OP, if you are planning on cutting down trees, lowering your garden AND paving it, where will all the rain water that is currently soaked up by your garden go?
Paving a previously unpaved area is very environmentally unfriendly and adds massively to water run-off. That's why there are now strict rules about paving front gardens to create parking spaces. It was causing roads to flood, because the storm drains couldn't cope with the increased amount of water run-off.
You also need to bear in mind that trees take up a lot of water, whihc will have to go somewhere else if you chop that tree down. Someone near where my friend lived cut down some trees at the bottom of their garden and, after heavy rainfall, many of the back gardens of the houses in the street that ran along the back were flooded, some so badly that the water got into the houses. The insurance claim went well into six figures. Admittedly, they were 6 mature trees and the gardens behind were 6' or so lower than the garden where the trees were, so it was a much bigger job than you're proposing, but you need to be sure that you've taken full account of the impact of the work you're proposing.
And when you say the trees are in your garden, this is only the case if the whole of the trunk is on your side of the boundary. Are you sure that the post you're talking about was originally a fence post, and not up for a washing line or some other purpose? Plus you can't really judge where the boundary is from one post, as sometimes gardens are wider at one end than at the other, so the boundary line isn't perpendicular to the gardens.

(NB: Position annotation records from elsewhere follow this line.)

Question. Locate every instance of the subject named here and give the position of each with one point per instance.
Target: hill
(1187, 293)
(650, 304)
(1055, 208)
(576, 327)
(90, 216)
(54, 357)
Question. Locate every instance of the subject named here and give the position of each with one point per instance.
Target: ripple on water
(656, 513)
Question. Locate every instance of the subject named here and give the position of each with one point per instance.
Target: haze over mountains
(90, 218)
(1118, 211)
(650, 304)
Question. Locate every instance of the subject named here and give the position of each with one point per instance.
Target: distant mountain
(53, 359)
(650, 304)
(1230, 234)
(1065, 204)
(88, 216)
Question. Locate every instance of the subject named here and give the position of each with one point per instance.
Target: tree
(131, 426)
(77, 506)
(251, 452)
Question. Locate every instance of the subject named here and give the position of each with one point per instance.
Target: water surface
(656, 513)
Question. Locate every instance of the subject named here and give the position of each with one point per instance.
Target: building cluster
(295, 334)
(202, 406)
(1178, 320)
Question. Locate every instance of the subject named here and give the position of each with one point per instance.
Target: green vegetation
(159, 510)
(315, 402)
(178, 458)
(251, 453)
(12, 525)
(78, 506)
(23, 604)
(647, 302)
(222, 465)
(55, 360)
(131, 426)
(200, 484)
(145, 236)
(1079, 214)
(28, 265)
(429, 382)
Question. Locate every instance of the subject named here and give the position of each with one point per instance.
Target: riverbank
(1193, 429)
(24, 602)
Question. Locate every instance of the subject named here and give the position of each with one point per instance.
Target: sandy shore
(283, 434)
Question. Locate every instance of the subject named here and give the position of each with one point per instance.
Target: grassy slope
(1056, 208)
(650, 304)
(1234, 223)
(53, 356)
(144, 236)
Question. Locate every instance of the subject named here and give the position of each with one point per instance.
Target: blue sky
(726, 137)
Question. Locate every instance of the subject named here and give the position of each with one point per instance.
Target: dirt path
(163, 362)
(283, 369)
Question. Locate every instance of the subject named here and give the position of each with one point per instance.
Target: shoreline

This sounds like a significant piece of work and, given that your neighbour appears to be unhappy about it, I would at least get a proper survey done by a landscape architect before proceeding, check out exactly where your boundary lies and who is responsible for which boundary.
I think this sounds like a significant project and you don't seem to have thought through all the implications of what you're proposing. When my BIL terraced his sloping garden and laid a large terrace at the top, plus felled 2 trees because of disease, he had to put in some serious flood mitigation measures, including digging a soakaway.